Founded in 2002, YIP is a non-governmental organisation (NGO) that supports young people, aged 14-25, who are imprisoned, by offering art and educational workshops as means of rehabilitation. Though YIP believes that young people don’t belong in prison, they also believe that while imprisoned, young people should have the right to positively develop themselves. By doing this work, YIP provides young prisoners with skills that will aid them in reintegration in society after they are released. They also have a post-release program. Since its beginnings, YIP has grown, with offices now in South Africa, Columbia and Suriname.
Trials and Tribulations
Working within the prison system hasn’t been a bed of roses for Tarisai and the staff at YIP. “Prisons are government property, and prisoners as well are owned by the government for the time they’re there. We still have to make sure, even to this day, that we don’t offend the government when we’re there doing programs. It also isn’t easy to rehabilitate someone. It has to come from them, because no matter how much potential I can see in someone, if they don’t want to change then that’s the most difficult part,” she says.
Asked about Youth Day and the struggle for youth today, she says it is all about remembrance. “If we could remember those who died in order for us to get the kind of opportunities we’re getting and not letting them go to waste, then we can really say we’re winning the fight against any form of oppression.”

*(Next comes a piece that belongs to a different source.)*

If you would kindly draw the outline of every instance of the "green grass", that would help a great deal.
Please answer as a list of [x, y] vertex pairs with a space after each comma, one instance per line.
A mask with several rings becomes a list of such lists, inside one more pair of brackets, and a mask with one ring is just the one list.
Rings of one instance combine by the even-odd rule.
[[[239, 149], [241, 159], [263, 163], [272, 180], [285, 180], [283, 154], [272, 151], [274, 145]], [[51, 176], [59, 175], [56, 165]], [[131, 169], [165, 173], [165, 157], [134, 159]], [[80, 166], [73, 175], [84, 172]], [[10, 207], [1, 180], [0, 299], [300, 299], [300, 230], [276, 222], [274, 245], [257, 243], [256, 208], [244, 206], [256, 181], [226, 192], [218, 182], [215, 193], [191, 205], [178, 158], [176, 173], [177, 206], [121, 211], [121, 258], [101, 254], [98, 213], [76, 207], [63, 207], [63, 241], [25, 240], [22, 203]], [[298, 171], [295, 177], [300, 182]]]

28-year-old Tinashe is passionate about social issues. A member of a several civil society initiatives, including People’s Health Movement, the Democratic Left Front and Soundz of da South artist collective, he is also an administrator for Right2Know (a campaign opposed to the Protection of Information Bill – also known as the Secrecy Bill – currently before the South African parliament). An activist, a freedom fighter and a crusader, this soft spoken gentleman doesn’t come across as the courageous person that Live discovered him to be.
In The Wilderness
When Tinashe first came to South Africa from Zimbabwe in 2008, the xenophobic attacks began. ‘I didn’t even know anyone here but I felt the need to fight for social justice as [what was happening] affected me directly,” he said. “This was very difficult because I didn’t know how to approach South Africans. I didn’t know who my enemies were and who my friends were.”

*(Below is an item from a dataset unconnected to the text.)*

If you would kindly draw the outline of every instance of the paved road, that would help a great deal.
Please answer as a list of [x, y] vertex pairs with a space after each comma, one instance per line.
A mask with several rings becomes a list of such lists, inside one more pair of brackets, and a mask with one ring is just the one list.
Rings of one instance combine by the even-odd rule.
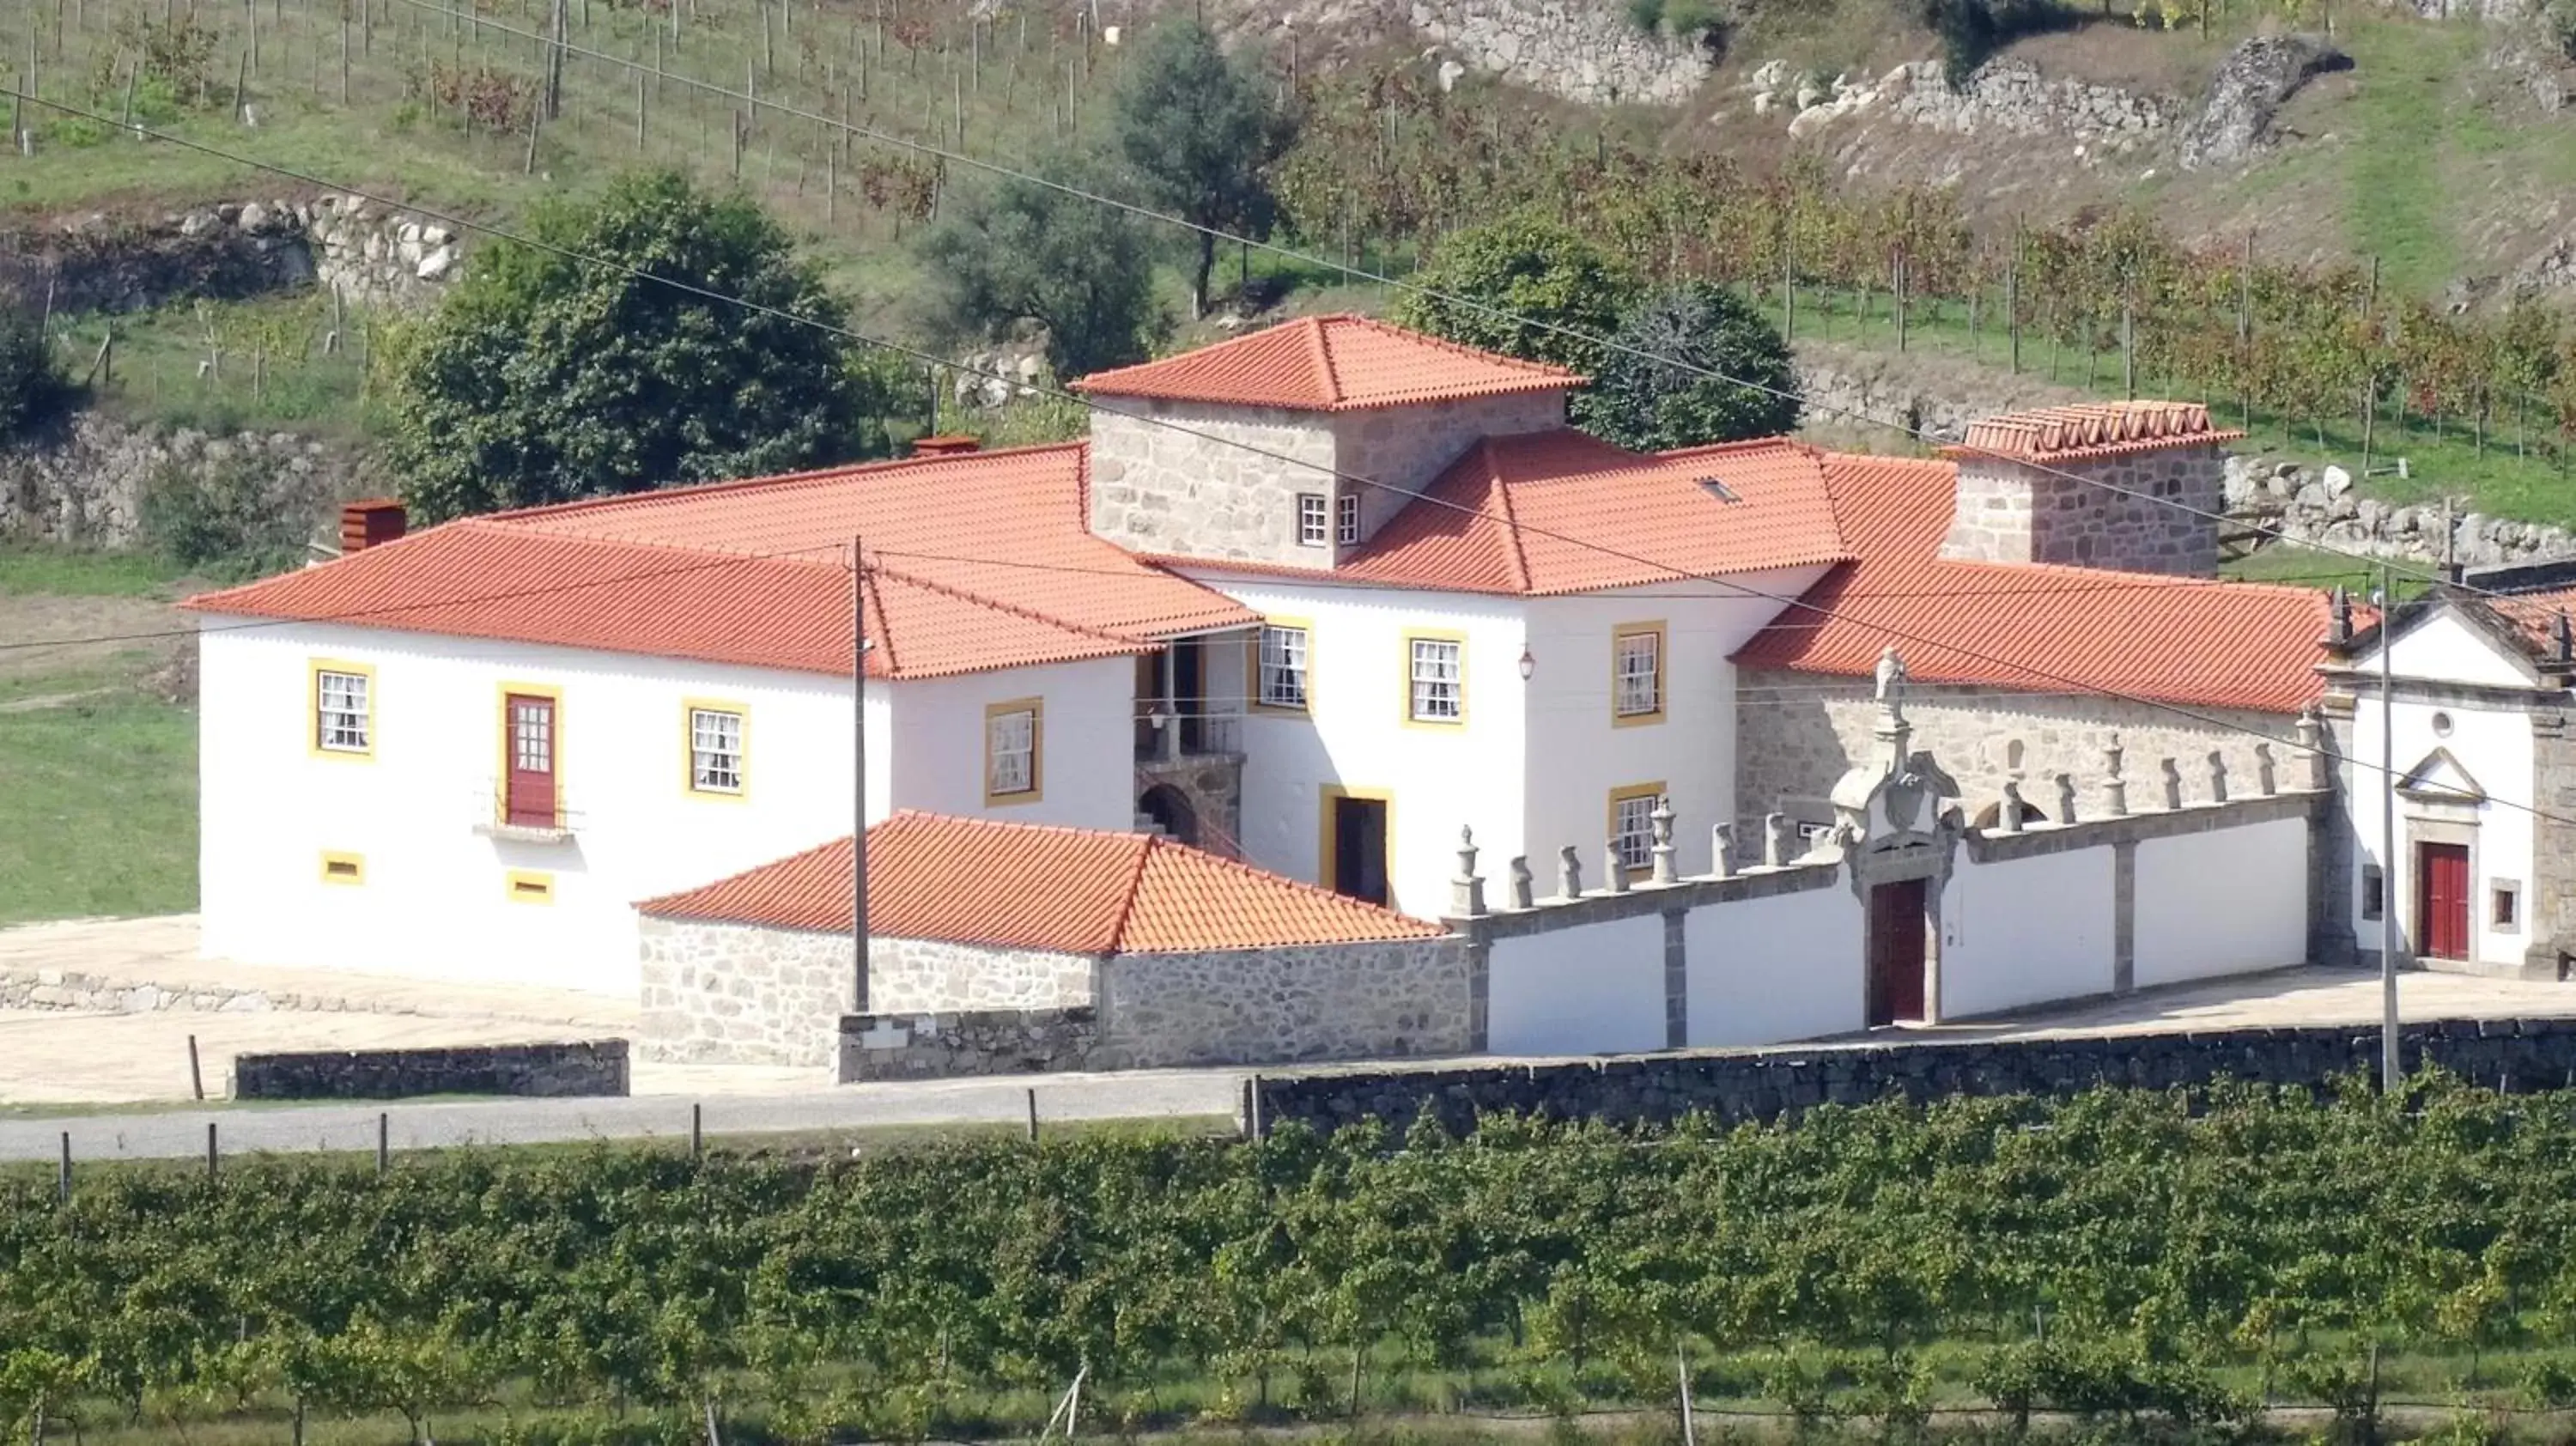
[[[863, 1129], [884, 1125], [1017, 1124], [1035, 1089], [1038, 1118], [1180, 1119], [1231, 1115], [1243, 1076], [1232, 1070], [1153, 1070], [1036, 1079], [928, 1080], [782, 1095], [710, 1097], [710, 1135]], [[225, 1155], [376, 1147], [376, 1117], [390, 1117], [397, 1150], [529, 1145], [566, 1140], [686, 1138], [691, 1101], [626, 1099], [458, 1100], [428, 1104], [294, 1105], [0, 1120], [0, 1161], [52, 1160], [72, 1137], [72, 1158], [201, 1156], [213, 1121]]]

He joined an organisation called Get-Up-Stand-Up, a group of South Africans and African immigrants in Khayelitsha (Cape Town), who are out to stop xenophobia and unite Africa. He says he joined because he needed to inform South Africans about foreigners, as he saw that people didn’t understand why foreigners are here. “Some of them think we are here to invade their country, steal their jobs and their women, but that is not the case.”

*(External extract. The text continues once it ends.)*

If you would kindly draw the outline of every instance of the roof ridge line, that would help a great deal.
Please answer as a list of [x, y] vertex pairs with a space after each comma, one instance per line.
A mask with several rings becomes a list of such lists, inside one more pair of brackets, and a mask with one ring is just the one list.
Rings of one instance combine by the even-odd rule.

Fearing for his life, his aunt begged him to stop his activism, but he refused. “I was already here and I couldn’t go back home because the situation didn’t allow me to,” he said, referring to the dangers faced by Zimbabweans back home.
Tinashe continues to organise groups of locals and foreigners to form sports teams, and also facilitates anti-xenophobia workshops in Khayelitsha. “There are a lot of challenges, like people not taking you seriously, and others treating you as an inferior because you’re not South African. I learned to hide my feelings even when I got really offended by some people’s comments,” he said.
Individuals like these two young people surely have a passion for what they’re doing, and even though their chosen vocations are not easy, they are determined to succeed. Their efforts show that we are still on the long walk to freedom, but also that we shouldn’t give up. As uTata Nelson Rolihlahla Mandela once said, “Never, and never again shall it be that one would experience oppression and discrimination by another.”